What to Do with the Dead Kaiju? (大怪獣のあとしまつ) is a 2022 Japanese comedy-drama kaiju film written and directed by Satoshi Miki, starring Ryosuke Yamada, Tao Tsuchiya and Gaku Hamada. It is the first co-production between film studios Toei Company and Shochiku.

== Story ==
The great kaiju that struck fear to Japan has died. The public cheers and is relieved. The carcass is nicknamed "Hope" for the various potentials it could have. However, the carcass rots as it lays there, and fears of an explosion arise. Thus, in order to dispose of the body, the young men and women of the Tokumutai take on the dangerous disposal, as the fate of Japan hinges on their success.

==Production==

In 2006, Satoshi Miki expressed interest in producing a film about an operation to dispose of a kaiju corpse; in particular, he wanted to feature Daiei Film's Gamera. At that time, the project was not greenlit. Years later, Miki proposed a project about Kamen Rider series antagonist Shocker to Toei, referencing Joker and other similar productions as influences on his vision. As it was not approved, he instead submitted an alternative pitch based on the aforementioned ideas from 2006, which became the basis for What to Do with the Dead Kaiju?.

==Release==
What to Do with the Dead Kaiju? was released in Japan on 4 February 2022 and on Blu-ray and DVD on 13 July.

==Reception==
The film has received negative reviews from both critics and audiences. On the review aggregation website Rotten Tomatoes, the film holds an approval rating of 29% based on 7 reviews, with an average rating of 4.7/10. Japanese audiences took to social media and dubbed the film "The Devilman of the Reiwa Era", referring to another tokusatsu movie that was received poorly.

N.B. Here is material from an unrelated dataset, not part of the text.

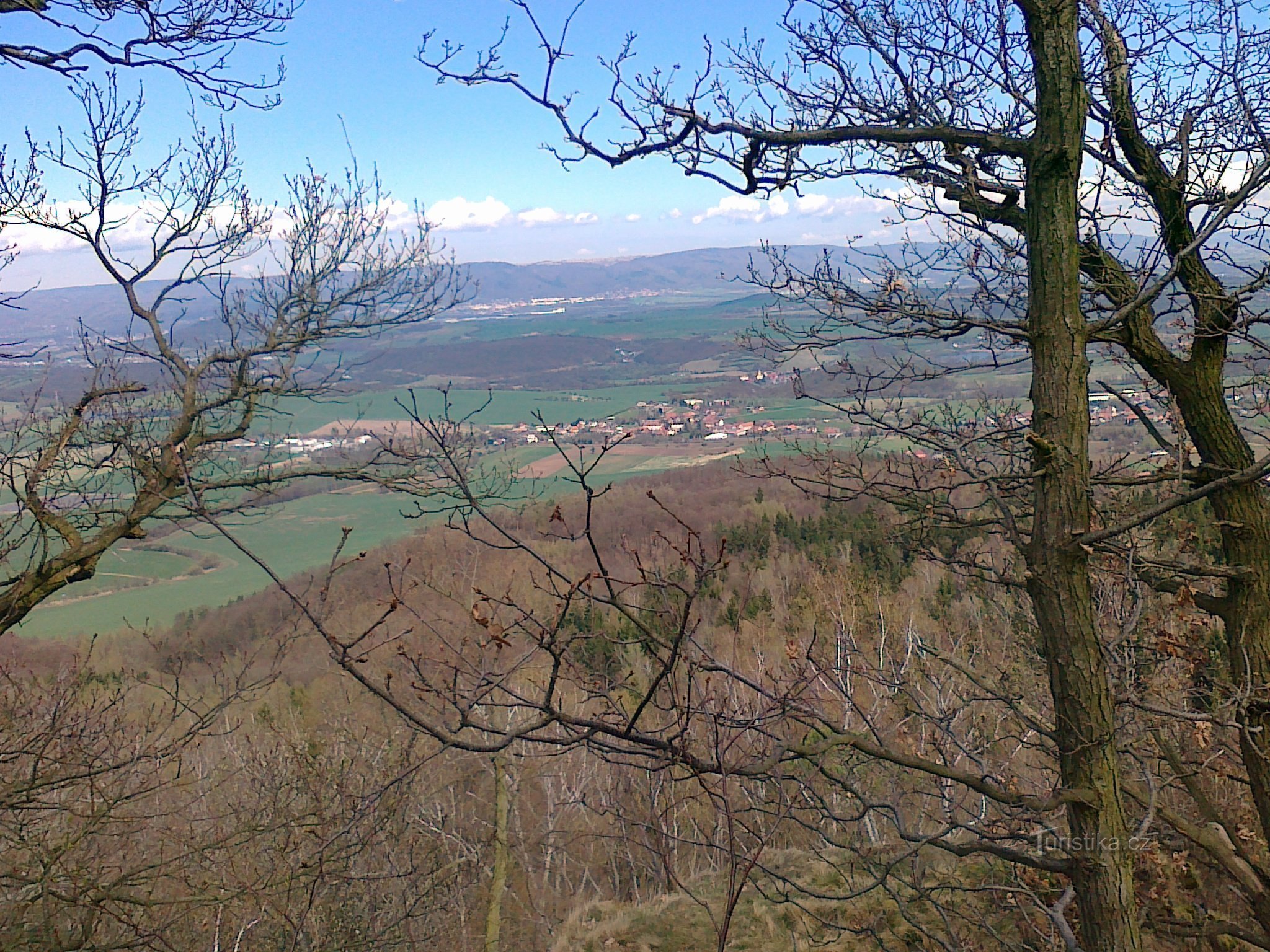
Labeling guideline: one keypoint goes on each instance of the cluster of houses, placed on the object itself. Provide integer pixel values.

Kyle Anderson of Nerdist gave the film a rating of 3.5/5 and wrote that it "deftly straddles the line between satire/parody and legitimate disaster film."

Whang Yee Ling of The Straits Times rated the film 2 stars out of 5 and wrote that despite its "promising" premise, the film is "at once hectic and plodding" and "fares no better even as a parody of Japan's political inertia and bureaucracy."

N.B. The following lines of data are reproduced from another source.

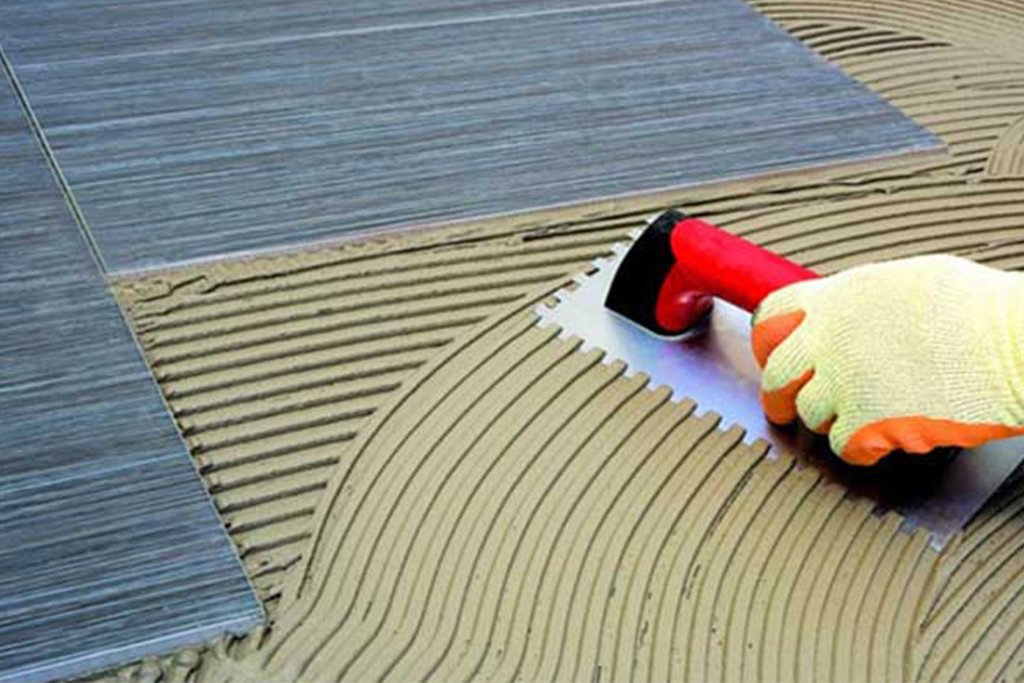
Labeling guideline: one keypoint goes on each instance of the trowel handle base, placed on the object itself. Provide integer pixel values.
(713, 262)
(671, 274)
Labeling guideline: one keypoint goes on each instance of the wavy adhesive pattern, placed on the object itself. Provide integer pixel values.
(432, 486)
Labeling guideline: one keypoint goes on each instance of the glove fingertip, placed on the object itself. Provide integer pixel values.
(769, 333)
(780, 406)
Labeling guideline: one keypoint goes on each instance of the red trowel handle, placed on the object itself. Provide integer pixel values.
(669, 278)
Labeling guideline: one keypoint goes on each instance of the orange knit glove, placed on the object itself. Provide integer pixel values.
(910, 354)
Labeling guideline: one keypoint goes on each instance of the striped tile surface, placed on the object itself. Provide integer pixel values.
(192, 130)
(110, 549)
(752, 569)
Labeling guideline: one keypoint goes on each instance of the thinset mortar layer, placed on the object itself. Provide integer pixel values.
(423, 483)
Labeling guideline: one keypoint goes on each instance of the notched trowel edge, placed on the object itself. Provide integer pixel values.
(716, 369)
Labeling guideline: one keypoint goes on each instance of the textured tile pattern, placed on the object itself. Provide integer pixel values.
(109, 546)
(252, 125)
(213, 333)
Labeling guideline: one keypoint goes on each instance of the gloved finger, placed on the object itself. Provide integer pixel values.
(815, 406)
(787, 370)
(776, 317)
(871, 441)
(857, 445)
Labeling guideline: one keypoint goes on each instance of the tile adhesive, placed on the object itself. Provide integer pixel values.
(423, 483)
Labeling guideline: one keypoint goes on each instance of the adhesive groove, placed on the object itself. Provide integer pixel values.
(515, 508)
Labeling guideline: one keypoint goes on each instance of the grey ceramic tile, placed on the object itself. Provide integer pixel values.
(110, 548)
(193, 129)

James Hadfield of The Japan Times rated the film 2 stars out of 5 and wrote that while Fuse "gets the balance just right" and Hamada "has obvious fun playing a villain for a change", the film "seems oblivious to whether any of the ideas it flings against the wall are sticking."

Christopher Stewardson of Our Culture Mag rated the film 2 stars out of 5 and wrote that despite the "solid" first 10 minutes, it "loses itself to clumsy comedy and contrived endings."

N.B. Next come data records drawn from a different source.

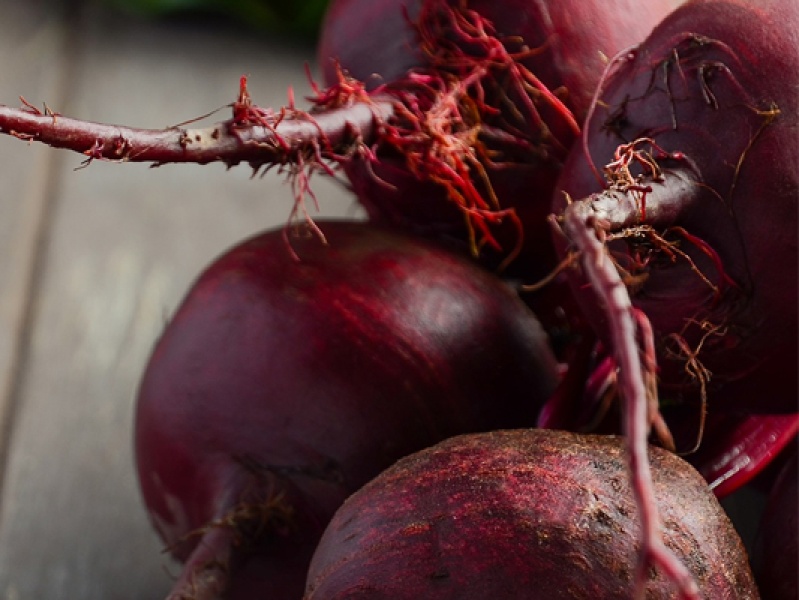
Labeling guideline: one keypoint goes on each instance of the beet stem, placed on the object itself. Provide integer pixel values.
(586, 224)
(332, 132)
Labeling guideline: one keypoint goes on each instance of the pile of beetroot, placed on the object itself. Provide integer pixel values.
(567, 328)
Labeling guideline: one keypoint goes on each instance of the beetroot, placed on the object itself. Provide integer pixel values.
(521, 514)
(775, 557)
(688, 234)
(699, 129)
(500, 87)
(466, 146)
(292, 374)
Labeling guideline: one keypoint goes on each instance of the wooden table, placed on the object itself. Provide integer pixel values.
(92, 264)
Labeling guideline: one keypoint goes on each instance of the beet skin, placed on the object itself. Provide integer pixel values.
(522, 514)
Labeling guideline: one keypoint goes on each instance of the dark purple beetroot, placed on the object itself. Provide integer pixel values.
(704, 114)
(775, 558)
(281, 386)
(522, 514)
(522, 74)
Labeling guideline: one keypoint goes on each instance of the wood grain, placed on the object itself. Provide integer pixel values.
(93, 263)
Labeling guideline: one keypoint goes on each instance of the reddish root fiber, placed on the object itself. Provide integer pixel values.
(634, 379)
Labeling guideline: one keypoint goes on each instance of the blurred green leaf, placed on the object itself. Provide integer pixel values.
(301, 17)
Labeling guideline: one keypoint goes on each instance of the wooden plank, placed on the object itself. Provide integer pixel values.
(30, 33)
(126, 241)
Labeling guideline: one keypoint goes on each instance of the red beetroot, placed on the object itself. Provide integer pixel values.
(514, 78)
(775, 556)
(283, 384)
(691, 247)
(521, 514)
(468, 146)
(706, 114)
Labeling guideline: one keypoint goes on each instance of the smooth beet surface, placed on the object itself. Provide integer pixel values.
(294, 371)
(775, 556)
(503, 88)
(697, 129)
(521, 514)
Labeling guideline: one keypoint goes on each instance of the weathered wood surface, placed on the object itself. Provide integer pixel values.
(93, 262)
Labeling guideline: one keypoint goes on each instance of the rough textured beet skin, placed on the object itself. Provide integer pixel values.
(281, 386)
(716, 82)
(521, 514)
(374, 42)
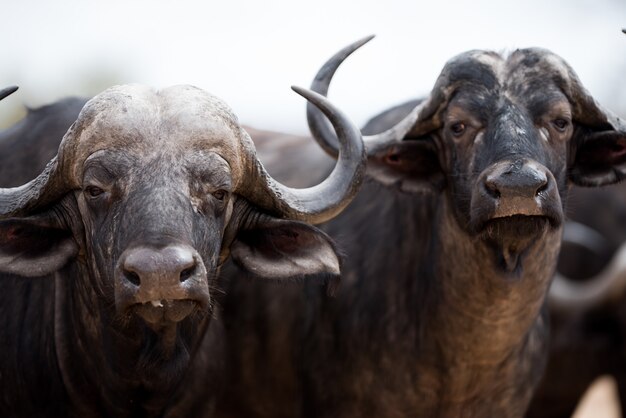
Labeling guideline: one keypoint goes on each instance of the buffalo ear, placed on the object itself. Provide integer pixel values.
(411, 165)
(599, 158)
(279, 249)
(34, 246)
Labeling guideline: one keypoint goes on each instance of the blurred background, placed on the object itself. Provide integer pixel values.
(249, 52)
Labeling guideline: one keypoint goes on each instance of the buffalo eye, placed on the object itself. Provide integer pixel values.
(560, 124)
(457, 128)
(93, 191)
(220, 194)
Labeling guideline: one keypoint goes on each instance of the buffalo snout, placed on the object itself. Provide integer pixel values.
(517, 188)
(161, 284)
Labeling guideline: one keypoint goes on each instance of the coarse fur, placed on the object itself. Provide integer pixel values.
(440, 311)
(589, 341)
(109, 259)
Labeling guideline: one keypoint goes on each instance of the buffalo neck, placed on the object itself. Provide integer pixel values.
(109, 363)
(431, 309)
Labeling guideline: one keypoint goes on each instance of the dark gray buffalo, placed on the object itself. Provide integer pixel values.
(109, 258)
(450, 250)
(587, 304)
(27, 146)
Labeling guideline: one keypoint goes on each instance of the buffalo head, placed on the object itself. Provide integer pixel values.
(502, 136)
(148, 195)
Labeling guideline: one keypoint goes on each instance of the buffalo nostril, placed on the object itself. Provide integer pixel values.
(132, 277)
(187, 273)
(491, 189)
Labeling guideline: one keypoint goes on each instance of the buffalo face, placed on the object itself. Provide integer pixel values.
(502, 137)
(149, 194)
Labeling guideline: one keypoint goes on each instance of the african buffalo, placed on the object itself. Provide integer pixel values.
(587, 304)
(450, 250)
(27, 146)
(109, 258)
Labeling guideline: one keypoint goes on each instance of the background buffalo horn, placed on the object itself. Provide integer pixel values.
(7, 91)
(609, 285)
(319, 126)
(322, 202)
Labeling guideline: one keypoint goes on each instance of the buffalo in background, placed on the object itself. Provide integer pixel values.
(109, 258)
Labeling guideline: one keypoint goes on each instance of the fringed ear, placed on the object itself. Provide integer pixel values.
(34, 246)
(599, 158)
(284, 250)
(412, 164)
(598, 147)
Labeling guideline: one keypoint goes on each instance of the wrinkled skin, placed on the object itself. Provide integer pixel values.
(589, 342)
(440, 311)
(108, 276)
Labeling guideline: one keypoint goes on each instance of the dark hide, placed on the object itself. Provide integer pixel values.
(107, 291)
(440, 311)
(589, 342)
(27, 146)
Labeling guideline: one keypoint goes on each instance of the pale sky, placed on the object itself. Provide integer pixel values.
(250, 52)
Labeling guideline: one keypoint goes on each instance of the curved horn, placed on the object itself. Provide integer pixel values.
(610, 284)
(322, 202)
(15, 201)
(319, 126)
(7, 91)
(38, 192)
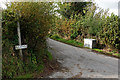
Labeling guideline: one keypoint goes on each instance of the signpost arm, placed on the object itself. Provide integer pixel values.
(19, 39)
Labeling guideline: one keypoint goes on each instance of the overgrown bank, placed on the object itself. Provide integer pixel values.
(96, 23)
(35, 20)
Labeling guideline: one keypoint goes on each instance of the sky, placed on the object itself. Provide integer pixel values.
(104, 4)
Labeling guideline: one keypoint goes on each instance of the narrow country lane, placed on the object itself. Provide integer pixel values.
(82, 63)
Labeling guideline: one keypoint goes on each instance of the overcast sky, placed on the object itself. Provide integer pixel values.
(104, 4)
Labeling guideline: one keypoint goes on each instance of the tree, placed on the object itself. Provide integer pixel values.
(71, 8)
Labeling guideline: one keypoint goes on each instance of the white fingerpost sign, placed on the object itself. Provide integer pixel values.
(20, 47)
(90, 43)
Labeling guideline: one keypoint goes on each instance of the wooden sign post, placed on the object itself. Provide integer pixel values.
(20, 47)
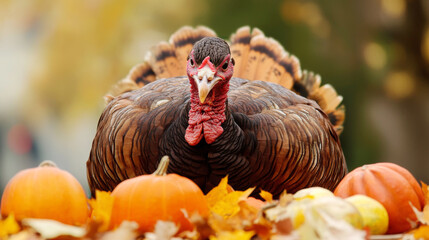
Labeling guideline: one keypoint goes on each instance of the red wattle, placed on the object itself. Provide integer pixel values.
(205, 119)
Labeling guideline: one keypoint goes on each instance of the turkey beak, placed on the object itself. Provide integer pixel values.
(203, 89)
(205, 82)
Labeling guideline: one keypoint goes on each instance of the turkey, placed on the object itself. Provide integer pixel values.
(243, 109)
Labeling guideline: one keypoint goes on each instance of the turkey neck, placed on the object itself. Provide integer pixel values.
(205, 119)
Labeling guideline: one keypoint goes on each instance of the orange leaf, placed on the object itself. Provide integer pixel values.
(239, 235)
(8, 226)
(218, 192)
(268, 197)
(422, 232)
(102, 208)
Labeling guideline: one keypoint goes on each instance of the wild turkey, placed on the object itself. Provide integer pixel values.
(250, 127)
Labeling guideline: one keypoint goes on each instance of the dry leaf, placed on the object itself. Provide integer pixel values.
(268, 197)
(223, 202)
(126, 231)
(102, 208)
(218, 192)
(51, 229)
(27, 234)
(164, 230)
(8, 226)
(237, 235)
(422, 232)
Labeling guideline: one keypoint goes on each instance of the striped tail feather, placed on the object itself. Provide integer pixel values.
(309, 86)
(166, 59)
(259, 57)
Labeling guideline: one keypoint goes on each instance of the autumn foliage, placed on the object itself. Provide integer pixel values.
(312, 213)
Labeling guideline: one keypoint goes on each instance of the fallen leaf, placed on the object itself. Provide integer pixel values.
(228, 205)
(422, 232)
(237, 235)
(218, 192)
(268, 197)
(126, 231)
(27, 234)
(102, 208)
(8, 226)
(163, 230)
(51, 229)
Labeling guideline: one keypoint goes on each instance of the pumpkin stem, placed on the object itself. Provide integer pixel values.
(47, 163)
(162, 166)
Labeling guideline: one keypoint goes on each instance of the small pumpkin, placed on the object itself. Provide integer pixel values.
(148, 198)
(390, 184)
(45, 192)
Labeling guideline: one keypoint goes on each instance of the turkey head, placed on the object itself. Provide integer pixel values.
(209, 69)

Yuichi Maeda criticized the film on a J-CAST interview. He stated that audiences would expect a more dramatic political and military thriller similar to Shin Godzilla, only to be met with unfunny gags and a screenplay with little to no realism. Hinataka on Netlabo shared similar sentiments, comparing the movie unfavorably to Don't Look Up.